Por cada ano que passa, é cada vez mais difícil de suportar o frio. Um frio húmido, que enche as janelas com gotas de água de transpiração e paredes cinzentas com pontos negros de bolor. Cada vez mais agasalhado, com polares vestidos e meias grossas para não gelar os pés, sendo que a única parte do corpo que está gelada é a ponta do nariz, em pingo, como um focinho molhado de um cão.
Lareira acesa, edredões e cobertores nos sofás e camas, controlando sempre a temperatura pela vapor de água que emana da respiração. Os meus putos acham piada, sempre a quererem fumar o frio que o vapor lhes dá e a tentarem desenhar figuras à medida que o fumo é expelido pela boca, como desenhos animados.
Quando olham pelas notícias da televisão, perguntam sempre quando é que vamos à Serra da Estrela ver a neve. Querem tocar no gelo, fazer bonecos de neve, rebolar e fazer “sku”. Eu tento adiar, dizendo que nesta altura é perigoso, que podemos ficar presos num nevão e que a viagem pode ser perigosa.
Faz-me lembrar as viagens pela altura da Páscoa à terra dos meus avós, serpenteadas de Seia à Torre, com encostas pintadas de pequenos bocados de neve como algodão, até chegar ao manto branco da Torre.
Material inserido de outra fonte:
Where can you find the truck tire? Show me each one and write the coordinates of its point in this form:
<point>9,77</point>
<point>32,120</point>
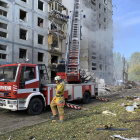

Tento descrever este cenário idílico aos miúdos, dizendo que já nevou no Cartaxo há 10 anos, mais propriamente no dia 29 de janeiro de 2006, num belo domingo. Que nevou na nossa casa, ficando o telhado e as terras brancas, o nosso saudoso cão Max, com o seu pelo preto tapado com flocos de neve e a não perceber o que que estava a acontecer. Dou por mim de pijama e robe cinzento na rua, a tirar fotografias e a sentir a neve da Serra da Estrela nas minhas mãos. E digo aos miúdos, é este ano que vamos à Serra, ver o topo do mundo.